Agradezco a RAÍCES que me brinda el honor de presentar mis propios artículos. Y por tratarse de la primera vez, considero un deber de “buenos modales” presentarme brevemente a los lectores. Nací en Córdoba de la Nueva Andalucía, bella ciudad en el corazón de Argentina, aunque poco la disfruté. A los 18 años ya estaba dando vueltas por el mundo. Viví y estudié en Europa. Luego, regresé a América latina, donde pude compartir el sufrimiento y las alegrías de muchos pueblos del sur y de su gente. A pesar de llevar en mis venas sangre catalana y piemontesa, mi corazón sin dudas –y lo digo con orgullo– es latinoamericano. Mi sensibilidad y las circunstancias de la vida me llevaron tras las “venas abiertas de América Latina”, según la fuerte expresión de Eduardo Galeano. Descubrí dolores profundos, ancestrales (que llevo dentro de mí, también con orgullo), y también tuve la dicha de descubrir impensables bellezas y riquezas de estos pueblos, a veces, misteriosos, poco conocidos y, a la vez, maravillosos.
En este número les presentaré dos bellas ciudades latinoamericanas: Montevideo y Asunción, capitales del Uruguay y del Paraguay respectivamente. ¡Ojo a no imaginarlas parecidas por los nombres semejantes de ambos países!, pues se caería en un gravísimo error.
Montevideo es la capital de una nación que tiene y conserva sus raíces en Europa (especialmente en Francia). Su sólida cultura y su proyección hacia allí apuntan. Los pocos aborígenes que poblaban la “Banda oriental” (como se llamaba a ese territorio situado en la costa oriental del Río Uruguay), fueron cruelmente diezmados, y con ellos desaparecieron también las pocas raíces amerindias de esa tierra. Uruguay es considerado como “la Suiza latinoamericana”, por sus connotaciones de larga tradición democrática, con un fuerte sentido de las instituciones, y por la participación y compromiso cívico de su pueblo. Su clima, templado y agradable, trasluce el carácter amable de su gente. Y a su ciudad principal, que sabe conservar su tradición y su patrimonio, me gusta llamarla “Montevideo de sabores antiguos” (pág. 10).
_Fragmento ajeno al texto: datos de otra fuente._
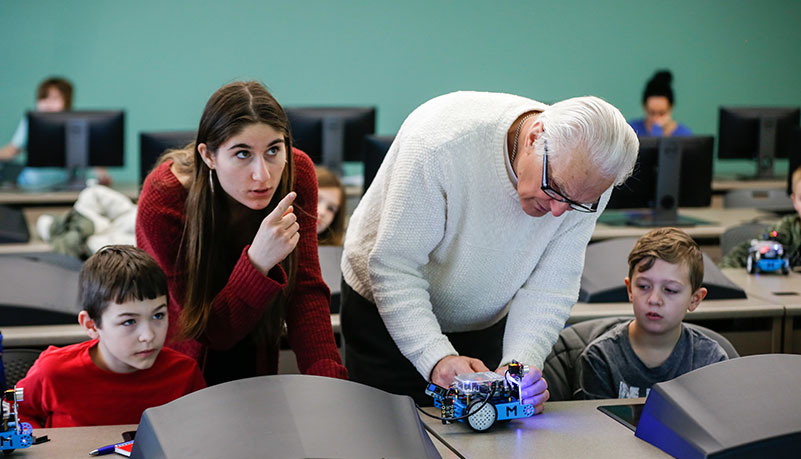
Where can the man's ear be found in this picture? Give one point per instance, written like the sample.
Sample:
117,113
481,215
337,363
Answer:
534,133
88,324
205,154
696,299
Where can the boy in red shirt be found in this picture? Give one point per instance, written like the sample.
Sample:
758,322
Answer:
122,370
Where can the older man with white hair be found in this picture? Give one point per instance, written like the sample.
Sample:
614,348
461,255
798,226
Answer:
466,252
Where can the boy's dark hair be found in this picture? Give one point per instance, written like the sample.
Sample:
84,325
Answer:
61,85
659,85
671,245
118,273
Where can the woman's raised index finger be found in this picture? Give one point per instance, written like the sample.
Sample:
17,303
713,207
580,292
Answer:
282,206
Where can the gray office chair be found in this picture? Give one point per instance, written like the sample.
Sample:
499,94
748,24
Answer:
735,235
16,363
562,369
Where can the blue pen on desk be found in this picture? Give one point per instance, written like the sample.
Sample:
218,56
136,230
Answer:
108,449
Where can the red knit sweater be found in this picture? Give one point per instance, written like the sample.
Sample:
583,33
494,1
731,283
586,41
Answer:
242,301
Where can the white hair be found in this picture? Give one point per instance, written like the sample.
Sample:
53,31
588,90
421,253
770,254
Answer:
594,127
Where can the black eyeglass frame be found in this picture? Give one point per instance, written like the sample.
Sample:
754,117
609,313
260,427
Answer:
553,194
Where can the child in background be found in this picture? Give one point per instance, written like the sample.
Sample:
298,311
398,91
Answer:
54,94
666,269
657,104
123,369
100,217
788,232
330,208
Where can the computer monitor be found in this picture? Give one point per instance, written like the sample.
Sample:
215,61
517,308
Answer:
76,140
153,144
670,172
795,157
758,133
375,148
331,135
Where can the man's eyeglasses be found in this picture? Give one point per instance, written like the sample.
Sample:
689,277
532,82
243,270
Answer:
553,194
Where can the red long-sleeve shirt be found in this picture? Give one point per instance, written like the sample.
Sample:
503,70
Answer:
64,388
240,304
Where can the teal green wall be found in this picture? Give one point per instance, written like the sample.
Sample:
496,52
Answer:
161,59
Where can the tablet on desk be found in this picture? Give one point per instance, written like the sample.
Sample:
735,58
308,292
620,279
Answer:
628,415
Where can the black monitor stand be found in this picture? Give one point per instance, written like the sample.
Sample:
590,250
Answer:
767,147
333,143
76,135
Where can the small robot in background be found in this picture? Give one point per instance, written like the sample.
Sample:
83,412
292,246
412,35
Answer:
481,399
14,434
767,256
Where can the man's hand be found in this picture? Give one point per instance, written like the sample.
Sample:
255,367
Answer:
450,366
533,388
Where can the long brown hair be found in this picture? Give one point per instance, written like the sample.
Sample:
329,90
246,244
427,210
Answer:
229,110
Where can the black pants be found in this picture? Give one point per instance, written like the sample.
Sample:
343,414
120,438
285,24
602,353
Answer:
373,358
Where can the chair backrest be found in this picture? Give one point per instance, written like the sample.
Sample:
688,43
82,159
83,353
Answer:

Asunción es, en cambio, capital de un típico país sudamericano en búsqueda de su identidad mestiza y de su destino en el concierto de las naciones. Conserva sus fuertes raíces aborígenes, evidenciadas por los dos idiomas oficiales: el castellano y el guaraní. En el interior del país se habla sólo el segundo y se comprende, apenas, el primero. La exuberante vegetación subtropical, es también expresión de la bondad y generosidad de su gente. La conocí y la dejé florecida, por eso lo de “Asunción en flor” (pág. 16).
Dos ciudades y dos países bien diferentes, como lo son el día y la noche. Dos capitales dignas de ser visitadas. Te invito, en estas páginas, a que las conozcas conmigo. ¡Que las disfrutes!